O desemprego também colaborou com a situação. Segundo Janaina Garcia, socióloga formada pela Universidade Federal do Rio de Janeiro (UFRJ), muitas pessoas tiveram suas rendas diminuídas, o que agravou os quadros de miséria social. “Mesmo o auxílio emergencial fornecido pelo governo não está sendo suficiente, devido aos problemas do repasse de verba”, completa Janaina. 

Além disso, os agricultores familiares também foram atingidos indiretamente pela paralisação das aulas. Os estados e municípios são obrigados – pela Lei 11.947/2009 – a gastar 30% dos valores repassados pela União para compra de merenda escolar com alimentos vindos da agricultura familiar. Assim, com a implementação de cestas básicas e de vales refeição, houve diminuição no valor dos repasses a esses produtores.

Em junho, a Justiça do Rio obrigou que a Prefeitura e o governo do estado garantissem o fornecimento de merenda a todos os alunos durante a quarentena. As escolas ficaram responsáveis pelo mapeamento de como as famílias receberiam os auxílios. A reabertura dos refeitórios para fornecimento de merenda nos locais foi cogitada, mas foi questionada pelo Ministério Público de Estado. “No início, da pandemia, os refeitórios das escolas ainda estavam abertos para dar merenda, mas não apareciam muitas crianças, o que ocasionou o fechamento total.” relatou a merendeira Marilda Silva, que trabalha em uma escola no complexo da Maré.

O Ministro Dias Toffli, em uma decisão liminar dada no dia 1º setembro, declarou que o poder público do estado não é obrigado a fornecer merenda durante a paralisação escolar. O STF entendeu que havia riscos à saúde financeira do Rio de Janeiro, tornando a situação ainda mais incerta. Os 1.5 milhão de alunos da rede pública do estado tiveram sua segurança alimentar prejudicada. 

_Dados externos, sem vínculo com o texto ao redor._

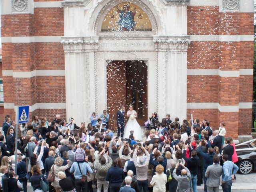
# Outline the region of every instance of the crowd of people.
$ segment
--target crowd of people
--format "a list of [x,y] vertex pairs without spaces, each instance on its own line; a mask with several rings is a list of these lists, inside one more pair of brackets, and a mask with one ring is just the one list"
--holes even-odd
[[106,110],[99,117],[93,113],[88,125],[77,125],[59,114],[51,121],[34,116],[20,127],[15,172],[18,133],[6,115],[0,135],[2,191],[26,192],[30,182],[36,192],[196,192],[203,183],[205,192],[220,184],[231,192],[238,158],[224,122],[213,130],[205,119],[172,122],[170,115],[160,120],[154,113],[141,141],[132,131],[117,136]]

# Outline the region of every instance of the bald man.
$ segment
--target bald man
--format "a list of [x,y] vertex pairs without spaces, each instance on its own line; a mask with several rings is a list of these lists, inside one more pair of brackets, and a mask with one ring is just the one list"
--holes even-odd
[[50,171],[55,160],[54,151],[50,151],[48,153],[48,155],[49,157],[45,159],[45,162],[44,163],[44,169],[46,172],[46,178],[48,175],[48,173]]
[[154,133],[151,133],[150,135],[150,140],[148,141],[148,142],[149,144],[154,144],[155,143],[155,140],[156,139],[156,136]]
[[[176,171],[179,166],[181,166],[183,168],[181,170],[181,175],[177,176]],[[177,191],[190,192],[190,172],[188,169],[184,166],[182,163],[176,164],[175,169],[173,171],[172,176],[178,181]]]

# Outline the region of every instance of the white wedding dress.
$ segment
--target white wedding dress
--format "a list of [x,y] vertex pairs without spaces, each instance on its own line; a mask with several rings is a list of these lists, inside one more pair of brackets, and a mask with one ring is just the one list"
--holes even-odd
[[132,112],[129,110],[127,112],[127,115],[130,115],[130,116],[129,120],[124,127],[123,138],[128,138],[130,134],[130,131],[134,131],[133,136],[135,140],[142,140],[143,136],[142,130],[134,117],[137,115],[137,113],[134,110]]

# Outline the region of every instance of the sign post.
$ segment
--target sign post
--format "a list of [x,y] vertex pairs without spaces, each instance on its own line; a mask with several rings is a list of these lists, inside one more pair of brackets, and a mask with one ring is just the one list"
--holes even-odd
[[16,108],[15,120],[16,122],[15,130],[15,174],[17,174],[17,152],[18,150],[18,124],[28,122],[29,119],[29,106],[18,106]]

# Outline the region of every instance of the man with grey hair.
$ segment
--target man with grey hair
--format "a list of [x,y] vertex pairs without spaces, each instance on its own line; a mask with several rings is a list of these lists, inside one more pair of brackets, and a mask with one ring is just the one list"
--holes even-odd
[[[181,170],[181,175],[178,176],[176,174],[177,169],[179,166],[181,166],[183,169]],[[188,169],[184,166],[182,163],[177,163],[172,173],[173,177],[178,181],[177,191],[190,192],[191,191],[190,180],[191,176]]]
[[36,145],[35,143],[36,141],[36,138],[35,137],[33,136],[30,138],[30,142],[28,143],[27,155],[30,160],[31,155],[34,153],[34,151],[36,146]]
[[212,135],[214,136],[214,139],[213,140],[212,144],[212,148],[215,146],[217,146],[219,148],[219,150],[220,151],[220,153],[221,153],[221,144],[222,142],[222,138],[221,136],[219,135],[219,132],[217,130],[215,130],[212,133]]
[[[135,192],[135,190],[131,187],[132,183],[132,178],[130,176],[127,176],[124,179],[124,182],[126,185],[120,188],[119,192]],[[143,191],[144,192],[148,191]]]
[[[143,188],[143,191],[148,191],[148,164],[149,163],[149,159],[150,155],[146,149],[142,146],[140,147],[141,149],[144,151],[146,154],[146,161],[142,156],[139,157],[139,162],[137,160],[137,152],[139,150],[139,146],[137,146],[135,148],[132,160],[136,168],[136,174],[137,175],[137,180],[139,185],[140,191],[142,191]],[[127,184],[127,183],[126,183]]]

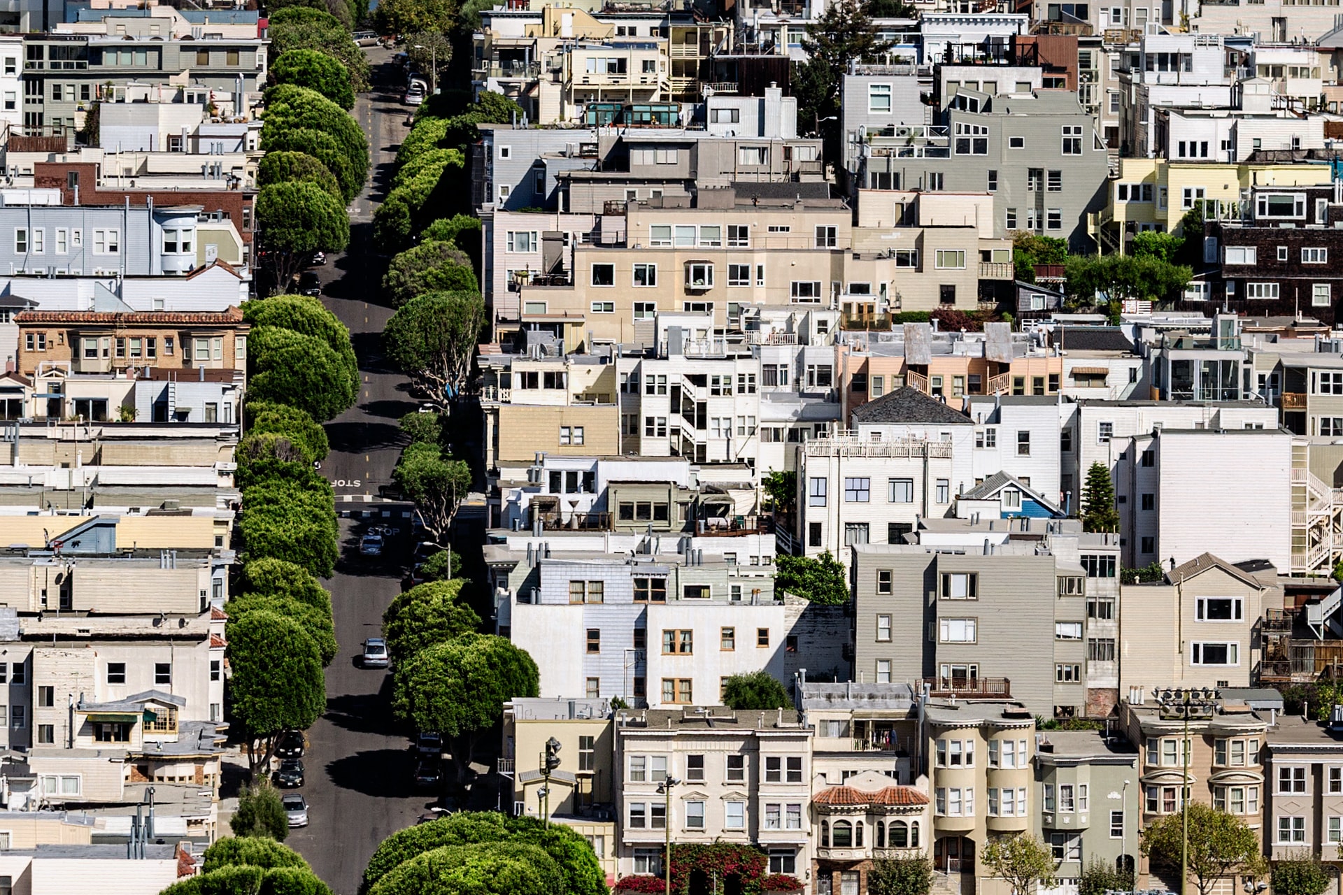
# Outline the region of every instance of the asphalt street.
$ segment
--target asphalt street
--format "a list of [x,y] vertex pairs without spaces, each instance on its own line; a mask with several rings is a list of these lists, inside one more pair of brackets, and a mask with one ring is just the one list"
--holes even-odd
[[391,309],[377,303],[384,264],[371,233],[373,209],[407,131],[407,110],[387,64],[391,54],[376,48],[369,55],[375,86],[359,97],[353,115],[369,137],[372,182],[349,208],[349,252],[317,268],[322,301],[349,327],[363,378],[356,407],[326,425],[332,450],[322,463],[341,515],[341,560],[328,582],[340,655],[326,670],[326,714],[309,731],[304,758],[310,824],[287,840],[336,895],[353,895],[377,844],[434,804],[432,794],[412,786],[410,741],[396,733],[389,713],[391,678],[356,662],[364,639],[379,636],[383,611],[400,593],[396,562],[404,549],[392,550],[388,561],[369,561],[359,556],[357,545],[375,523],[408,535],[408,507],[369,498],[391,482],[400,450],[396,421],[416,407],[404,378],[381,360],[379,339]]

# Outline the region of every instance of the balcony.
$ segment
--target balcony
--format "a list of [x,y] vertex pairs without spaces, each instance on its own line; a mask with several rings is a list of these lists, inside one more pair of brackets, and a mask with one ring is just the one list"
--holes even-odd
[[923,683],[935,698],[1011,699],[1007,678],[924,678]]

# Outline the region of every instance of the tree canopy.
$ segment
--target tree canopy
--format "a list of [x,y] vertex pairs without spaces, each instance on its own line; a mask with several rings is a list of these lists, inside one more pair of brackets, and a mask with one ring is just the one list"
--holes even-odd
[[723,684],[723,704],[739,711],[791,708],[792,698],[768,671],[752,671],[727,679]]
[[1119,531],[1119,510],[1115,509],[1115,482],[1104,463],[1092,463],[1082,486],[1082,530]]
[[373,886],[419,855],[474,843],[535,845],[559,865],[551,878],[556,895],[607,895],[606,875],[583,836],[564,824],[545,825],[536,817],[506,817],[497,812],[462,812],[392,833],[369,859],[360,892],[371,895]]
[[[279,843],[285,841],[285,837],[289,836],[289,817],[285,814],[285,806],[279,801],[279,793],[265,780],[251,786],[243,786],[238,794],[238,809],[228,819],[228,827],[234,831],[234,836],[244,837],[234,841],[270,843],[277,848],[283,848]],[[232,852],[236,856],[244,856],[243,848],[232,848]],[[261,848],[255,853],[258,859],[269,860]],[[246,852],[246,856],[250,855],[251,852]],[[251,860],[231,860],[226,863],[257,865]],[[278,865],[290,867],[290,864]]]
[[317,184],[329,192],[336,201],[345,200],[336,174],[308,153],[291,150],[270,152],[257,162],[258,188],[289,180]]
[[475,293],[424,293],[387,321],[383,346],[416,393],[447,411],[467,385],[483,329],[485,301]]
[[392,470],[392,482],[415,502],[415,515],[436,543],[445,543],[457,507],[471,487],[466,460],[443,456],[436,444],[410,444]]
[[349,364],[321,337],[258,326],[247,345],[252,368],[247,385],[254,399],[289,404],[322,421],[353,407],[359,390]]
[[490,730],[504,703],[540,692],[532,656],[508,639],[462,635],[420,649],[396,666],[392,711],[415,730],[436,730],[454,741],[458,782],[475,739]]
[[446,240],[407,248],[392,258],[383,276],[383,294],[392,307],[432,291],[479,293],[471,259]]
[[255,773],[279,733],[306,730],[326,710],[321,655],[297,621],[265,609],[231,619],[227,637],[232,719]]
[[247,401],[246,415],[248,435],[263,432],[283,435],[290,441],[299,444],[304,452],[314,460],[325,459],[330,450],[326,429],[320,427],[306,411],[299,411],[297,407],[252,399]]
[[383,613],[383,636],[393,662],[481,627],[481,617],[459,601],[463,578],[430,581],[398,594]]
[[349,27],[329,12],[304,7],[271,11],[266,36],[271,58],[290,50],[320,50],[345,66],[356,93],[368,90],[368,55],[355,43]]
[[312,180],[262,187],[257,195],[257,224],[270,252],[267,264],[282,287],[313,252],[340,252],[349,244],[345,207]]
[[346,111],[355,107],[349,68],[321,50],[286,50],[271,63],[270,75],[278,85],[297,85],[316,90]]
[[[1201,802],[1187,802],[1189,874],[1201,895],[1233,874],[1262,875],[1266,870],[1258,833],[1234,814]],[[1139,845],[1154,870],[1179,874],[1183,814],[1163,814],[1139,833]]]
[[830,551],[819,557],[794,557],[780,553],[774,558],[776,593],[791,593],[795,597],[825,605],[849,602],[849,577],[843,565]]
[[1013,895],[1030,895],[1037,884],[1045,888],[1058,884],[1054,856],[1030,833],[990,839],[984,845],[982,864],[991,876],[1011,886]]

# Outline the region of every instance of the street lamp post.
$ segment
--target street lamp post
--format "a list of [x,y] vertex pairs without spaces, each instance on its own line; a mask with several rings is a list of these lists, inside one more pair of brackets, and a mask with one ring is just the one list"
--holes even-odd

O economista Cezar Queiroz afirma: “Um programa, ainda que temporário, deveria ser melhor planejado. Perdeu-se uma bela oportunidade de estruturar um programa de assistência básica, em concordância com as Leis vigentes, como LOAS (Lei Orgânica de Assistência Social)”.

Maxuel Ramos, conselheiro do Conselho Tutelar, diz que os vales e cestas básicas distribuídas pelo governo nunca serão suficiente para a situação, mas tem garantido parte da alimentação, apesar dos atrasos. Ele ainda ressalta que, quando os órgãos governamentais não dão conta, “as famílias ficam dependentes de ajudas particulares ou recursos de doação, como visto em muitas lives e campanhas de alimento”.

“No orçamento familiar estava computada a merenda para cada criança matriculada nas escolas públicas”, diz César. Além disso, com quase oito meses de pandemia e paralisação das aulas, a precariedade na alimentação das famílias brasileiras aumentou. Maxuel fala que entramos em um estado grave de fome e pobreza, então fica muito difícil sustentar mais refeições dentro de casa, além de vestimenta e contas para pagar.

 As medidas tomadas têm sido insuficientes e a fome se agrava, novamente, no Brasil, tornando-se uma pauta que merece atenção durante e após a pandemia. Agora, com a retomada parcial das atividades presenciais nas escolas, talvez ocorra uma melhora parcial. César Queiroz afirma, a respeito disso, que não está se fazendo favor ao tomar medidas: “é um dever”.